Soru-3: Çocuğum muntazam aralıkla, örneğin ayda bir ateşleniyor. Ancak sadece ateş oluyor, enfeksiyon semptomları buna eşlik etmiyor. Bu durum da bağışıklık bozukluğunu mu gösterir?

Çocuğunuzda bağışıklık sorunu değil periodik ateş sendromlarından biri olabilir. Bunlardan en sık rastlananı “ailevi akdeniz ateşi-FMF” dir. Tedavisi olan bir hastalıktır.

Soru-4: Bağışıklık sorunu olan çoculara aşı takvimi normal uygulanır mı?

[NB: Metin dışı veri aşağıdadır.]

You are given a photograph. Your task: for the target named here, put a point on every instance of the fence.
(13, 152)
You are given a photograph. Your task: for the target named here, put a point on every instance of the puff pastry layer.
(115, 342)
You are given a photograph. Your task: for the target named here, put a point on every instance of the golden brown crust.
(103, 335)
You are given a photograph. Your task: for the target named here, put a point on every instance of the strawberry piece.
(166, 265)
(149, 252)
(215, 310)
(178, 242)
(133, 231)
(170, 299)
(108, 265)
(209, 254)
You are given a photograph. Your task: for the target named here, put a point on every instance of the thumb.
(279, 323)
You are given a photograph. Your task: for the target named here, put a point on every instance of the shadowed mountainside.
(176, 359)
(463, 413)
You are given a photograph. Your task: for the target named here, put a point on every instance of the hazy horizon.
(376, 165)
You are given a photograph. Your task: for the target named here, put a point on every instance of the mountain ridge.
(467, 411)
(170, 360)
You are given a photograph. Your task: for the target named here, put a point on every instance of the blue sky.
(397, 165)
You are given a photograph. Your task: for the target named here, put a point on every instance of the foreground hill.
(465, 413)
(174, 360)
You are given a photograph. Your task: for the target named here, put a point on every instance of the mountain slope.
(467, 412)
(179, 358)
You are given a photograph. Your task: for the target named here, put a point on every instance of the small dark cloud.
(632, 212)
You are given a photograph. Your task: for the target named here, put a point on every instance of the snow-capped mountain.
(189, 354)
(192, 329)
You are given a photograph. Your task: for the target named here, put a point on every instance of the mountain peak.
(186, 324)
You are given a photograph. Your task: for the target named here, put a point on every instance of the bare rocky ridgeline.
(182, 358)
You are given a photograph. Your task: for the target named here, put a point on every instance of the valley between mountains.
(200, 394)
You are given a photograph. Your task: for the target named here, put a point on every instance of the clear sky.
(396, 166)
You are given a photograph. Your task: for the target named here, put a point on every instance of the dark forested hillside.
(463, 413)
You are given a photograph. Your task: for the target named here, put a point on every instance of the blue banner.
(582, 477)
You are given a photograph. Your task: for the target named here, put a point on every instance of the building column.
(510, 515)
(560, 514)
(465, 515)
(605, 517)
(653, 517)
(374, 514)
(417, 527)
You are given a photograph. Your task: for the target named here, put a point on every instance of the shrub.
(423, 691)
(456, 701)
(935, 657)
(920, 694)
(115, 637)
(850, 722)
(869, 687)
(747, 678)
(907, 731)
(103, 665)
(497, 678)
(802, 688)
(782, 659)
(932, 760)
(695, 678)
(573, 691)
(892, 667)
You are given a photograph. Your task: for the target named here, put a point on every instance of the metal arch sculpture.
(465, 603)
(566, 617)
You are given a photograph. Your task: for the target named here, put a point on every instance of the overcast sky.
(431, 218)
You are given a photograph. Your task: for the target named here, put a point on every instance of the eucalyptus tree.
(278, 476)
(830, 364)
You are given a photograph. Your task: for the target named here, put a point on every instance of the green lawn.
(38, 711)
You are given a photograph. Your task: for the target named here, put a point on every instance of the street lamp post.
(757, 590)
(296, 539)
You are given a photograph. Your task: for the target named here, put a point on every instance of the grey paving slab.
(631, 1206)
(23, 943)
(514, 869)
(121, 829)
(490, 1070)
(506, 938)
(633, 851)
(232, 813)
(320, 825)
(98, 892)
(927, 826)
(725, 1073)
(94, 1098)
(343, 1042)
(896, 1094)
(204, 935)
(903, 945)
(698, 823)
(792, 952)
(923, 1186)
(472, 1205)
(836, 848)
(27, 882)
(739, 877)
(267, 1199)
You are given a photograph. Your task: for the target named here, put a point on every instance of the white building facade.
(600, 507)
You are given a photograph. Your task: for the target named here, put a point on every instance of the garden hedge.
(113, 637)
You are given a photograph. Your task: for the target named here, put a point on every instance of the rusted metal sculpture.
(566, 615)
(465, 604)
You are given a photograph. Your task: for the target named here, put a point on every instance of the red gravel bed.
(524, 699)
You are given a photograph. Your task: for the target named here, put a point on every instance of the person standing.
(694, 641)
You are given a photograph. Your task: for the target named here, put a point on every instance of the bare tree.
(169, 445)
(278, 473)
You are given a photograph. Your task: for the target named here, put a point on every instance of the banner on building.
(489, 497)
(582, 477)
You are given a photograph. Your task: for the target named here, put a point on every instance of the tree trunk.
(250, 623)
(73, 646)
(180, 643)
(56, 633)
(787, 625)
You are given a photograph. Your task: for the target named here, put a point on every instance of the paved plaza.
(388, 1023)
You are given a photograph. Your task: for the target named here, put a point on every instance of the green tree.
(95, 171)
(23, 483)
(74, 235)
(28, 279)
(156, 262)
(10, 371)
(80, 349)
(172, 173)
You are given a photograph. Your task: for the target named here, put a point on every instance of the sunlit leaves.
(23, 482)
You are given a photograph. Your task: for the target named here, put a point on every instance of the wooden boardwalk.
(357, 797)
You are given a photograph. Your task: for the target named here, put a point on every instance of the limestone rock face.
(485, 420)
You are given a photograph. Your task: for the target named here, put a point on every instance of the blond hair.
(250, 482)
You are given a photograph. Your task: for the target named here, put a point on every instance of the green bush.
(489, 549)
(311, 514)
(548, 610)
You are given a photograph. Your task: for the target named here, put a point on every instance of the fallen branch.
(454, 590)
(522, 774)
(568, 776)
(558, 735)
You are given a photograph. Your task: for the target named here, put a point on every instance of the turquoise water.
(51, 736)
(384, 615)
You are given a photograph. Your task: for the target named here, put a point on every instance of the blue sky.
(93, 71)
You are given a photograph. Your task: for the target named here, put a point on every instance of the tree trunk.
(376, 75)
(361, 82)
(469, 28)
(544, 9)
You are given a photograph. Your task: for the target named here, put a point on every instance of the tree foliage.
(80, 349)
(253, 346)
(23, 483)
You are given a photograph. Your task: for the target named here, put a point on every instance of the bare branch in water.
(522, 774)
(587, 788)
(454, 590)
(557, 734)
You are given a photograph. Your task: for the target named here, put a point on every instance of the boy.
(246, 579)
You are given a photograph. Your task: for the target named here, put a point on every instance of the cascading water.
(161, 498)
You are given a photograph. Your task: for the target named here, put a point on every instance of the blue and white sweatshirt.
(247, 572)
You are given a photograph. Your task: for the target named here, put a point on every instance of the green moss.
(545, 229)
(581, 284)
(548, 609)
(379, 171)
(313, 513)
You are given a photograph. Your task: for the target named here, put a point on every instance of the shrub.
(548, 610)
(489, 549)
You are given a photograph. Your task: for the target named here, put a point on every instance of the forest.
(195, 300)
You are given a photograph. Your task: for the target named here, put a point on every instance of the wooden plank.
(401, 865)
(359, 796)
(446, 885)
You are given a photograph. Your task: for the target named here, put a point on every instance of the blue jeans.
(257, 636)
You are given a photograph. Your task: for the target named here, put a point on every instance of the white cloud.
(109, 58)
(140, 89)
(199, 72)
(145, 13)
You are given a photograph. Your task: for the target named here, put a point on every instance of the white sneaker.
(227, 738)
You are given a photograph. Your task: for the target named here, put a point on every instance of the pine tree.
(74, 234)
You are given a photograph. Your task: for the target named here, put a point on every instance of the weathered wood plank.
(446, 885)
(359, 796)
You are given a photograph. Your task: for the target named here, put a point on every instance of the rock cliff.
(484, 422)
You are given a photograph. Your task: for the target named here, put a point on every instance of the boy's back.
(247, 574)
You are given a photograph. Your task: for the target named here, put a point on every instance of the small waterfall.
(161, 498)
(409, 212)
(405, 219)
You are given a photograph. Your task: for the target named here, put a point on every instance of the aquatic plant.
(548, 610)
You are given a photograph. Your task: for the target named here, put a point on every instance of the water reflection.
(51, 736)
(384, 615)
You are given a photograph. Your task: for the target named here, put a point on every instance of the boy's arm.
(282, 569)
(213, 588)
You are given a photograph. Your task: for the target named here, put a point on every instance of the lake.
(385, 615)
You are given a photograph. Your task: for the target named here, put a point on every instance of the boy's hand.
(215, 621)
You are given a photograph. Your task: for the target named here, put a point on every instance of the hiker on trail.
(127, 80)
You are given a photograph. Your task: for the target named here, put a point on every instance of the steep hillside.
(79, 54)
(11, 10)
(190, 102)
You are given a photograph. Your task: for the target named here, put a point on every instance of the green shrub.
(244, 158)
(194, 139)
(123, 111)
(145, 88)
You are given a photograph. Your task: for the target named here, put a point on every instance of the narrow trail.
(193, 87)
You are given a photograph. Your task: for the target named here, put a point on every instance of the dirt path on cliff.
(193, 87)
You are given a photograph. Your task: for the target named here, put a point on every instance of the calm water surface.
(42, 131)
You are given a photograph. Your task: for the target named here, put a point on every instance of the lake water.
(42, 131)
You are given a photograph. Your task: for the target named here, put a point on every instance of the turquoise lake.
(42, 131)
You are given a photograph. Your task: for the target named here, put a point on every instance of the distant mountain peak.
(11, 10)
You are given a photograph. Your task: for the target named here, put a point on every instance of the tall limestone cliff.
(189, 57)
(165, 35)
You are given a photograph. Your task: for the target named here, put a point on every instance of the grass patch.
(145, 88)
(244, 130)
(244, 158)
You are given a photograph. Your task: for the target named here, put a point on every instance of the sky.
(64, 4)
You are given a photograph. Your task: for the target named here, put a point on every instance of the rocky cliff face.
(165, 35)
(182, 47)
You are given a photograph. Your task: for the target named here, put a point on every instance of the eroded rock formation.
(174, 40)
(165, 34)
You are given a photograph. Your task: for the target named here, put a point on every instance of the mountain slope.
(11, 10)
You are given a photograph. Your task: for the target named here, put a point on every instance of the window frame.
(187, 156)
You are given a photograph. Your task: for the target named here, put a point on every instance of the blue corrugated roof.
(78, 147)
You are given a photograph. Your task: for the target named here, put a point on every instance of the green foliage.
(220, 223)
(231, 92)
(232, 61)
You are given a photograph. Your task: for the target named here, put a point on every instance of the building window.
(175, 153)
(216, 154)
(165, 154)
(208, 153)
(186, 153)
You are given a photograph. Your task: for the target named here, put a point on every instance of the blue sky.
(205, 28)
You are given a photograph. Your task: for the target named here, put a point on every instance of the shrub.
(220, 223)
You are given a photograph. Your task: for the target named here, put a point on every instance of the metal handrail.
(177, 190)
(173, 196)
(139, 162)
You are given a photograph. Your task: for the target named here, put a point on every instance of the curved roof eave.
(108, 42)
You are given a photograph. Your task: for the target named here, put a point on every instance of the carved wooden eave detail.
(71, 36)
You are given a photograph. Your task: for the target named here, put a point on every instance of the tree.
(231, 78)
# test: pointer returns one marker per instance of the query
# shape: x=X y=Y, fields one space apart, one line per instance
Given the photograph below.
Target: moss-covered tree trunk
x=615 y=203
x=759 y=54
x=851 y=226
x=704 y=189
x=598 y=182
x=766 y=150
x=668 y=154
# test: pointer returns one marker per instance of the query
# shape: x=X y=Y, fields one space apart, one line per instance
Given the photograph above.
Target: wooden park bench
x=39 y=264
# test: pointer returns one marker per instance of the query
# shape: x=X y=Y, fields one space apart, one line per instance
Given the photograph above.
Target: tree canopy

Bağışıklık sorununun tipine göre aşı takviminde değişiklik yapılır. Ancak genel olarak söylemek gerekirse canlı aşılar örneğin su çiçeği aşısı, kızamık-kızamıkçık-kabakulak aşısı bağışıklık bozukluğu düzelene dek ertelenir. Aksi halde aşının içindeki virüsler hastalık yapabilir. Öte yandan ağır bağışıklık bozukluklarında aileler aşılarını yaptırarak çocuklarına koruma sağladıklarını zannederler, oysa yaptıkları aşılar hiç koruma sağlamayabilir. Bunu anlamak için bazı kan testleri yapmak gerekir.

Soru-5: Çocuğumun 1 yıldır dizlerinde ve ayak bileklerinde şişlik ve ağrı oluyor. ASO yüksekliği olduğunu söylerek akut romatizmal ateş olduğunu söylediler ve aylık koruyucu iğne yapmamızı önerdiler. Doğru mu?

Akut romatizmal ateş adı üzerinden anlaşılacağı gibi akut bir hastalık olup bununla ilgili eklem şikayetleri en geç 6 hafta içinde tamamen düzelir. Eğer kalp tutuluşu varsa o ömür boyu sürer. Bir yıl süren eklem problemi muhtemelen “juvenil idyopatik artrit” denen bir başka romatizmal hastalığa bağlıdır ve bu hastalık eklemde sekel bırakır. Her ASO yüksekliği romatizmayı göstermez. ASO yüksekliği A grubu Beta-hemolitik streptokok enfeksiyonu (çoğunlukla farenjit-tonsillit) geçirildiğini gösterir.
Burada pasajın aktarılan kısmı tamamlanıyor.